An article on the BBC website Faster Bank Transfers Underway lets us know of the start-up today of a worthwhile service that allows people to make same-day transfers from their own bank account to someone else's bank account. The existing electronic payment service (called BACS) saw the money disappear from the sending account and then show up three days later at the recipient's account.
The drawback is that not all the banks are starting up at the same time (see this previous BBC article How Fast is Faster Payment Plan?) and some are phasing in the amount that can be transferred, starting with small amounts now and upping it later to the eventual maximum of £10,000. This is apparently to avoid the "Terminal 5 Effect" (thank you British Airways for enriching our language with a delightful new phrase that denotes big bang cutover disasters). Instead of Terminal 5, we have the equivalent of a gradual shift from driving on the left to driving on the right - motorcycles the first week, trucks and buses the following week, cars the third week and so on. It will likely be mid-2009 before we can count on the new service.
The launch is so low-key that Lloyds TSB, one of the first banks supposedly offering the service today, makes no mention of it on its website, or even in the payments function inside an account.

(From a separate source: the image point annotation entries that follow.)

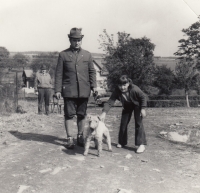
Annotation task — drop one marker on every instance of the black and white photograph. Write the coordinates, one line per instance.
(100, 96)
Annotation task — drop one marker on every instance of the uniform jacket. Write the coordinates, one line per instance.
(75, 75)
(137, 97)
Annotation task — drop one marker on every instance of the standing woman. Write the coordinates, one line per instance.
(43, 86)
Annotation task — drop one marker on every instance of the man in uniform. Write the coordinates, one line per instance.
(75, 77)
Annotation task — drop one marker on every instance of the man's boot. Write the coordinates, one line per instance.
(81, 125)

Nice try APACS (the UK payments association), which has a checker to verify if your sort code is able to receive one-day payments. We' ll rate this 5 out of 10 for now. Why could the existing same-day transfer service called CHAPS not have been made free and expanded to everyone? Does it have to do with another hoary but true axiom of the IT world that describes the difficulty of modifying an operating application, "God could not have created the world in seven days if He had had an installed base"?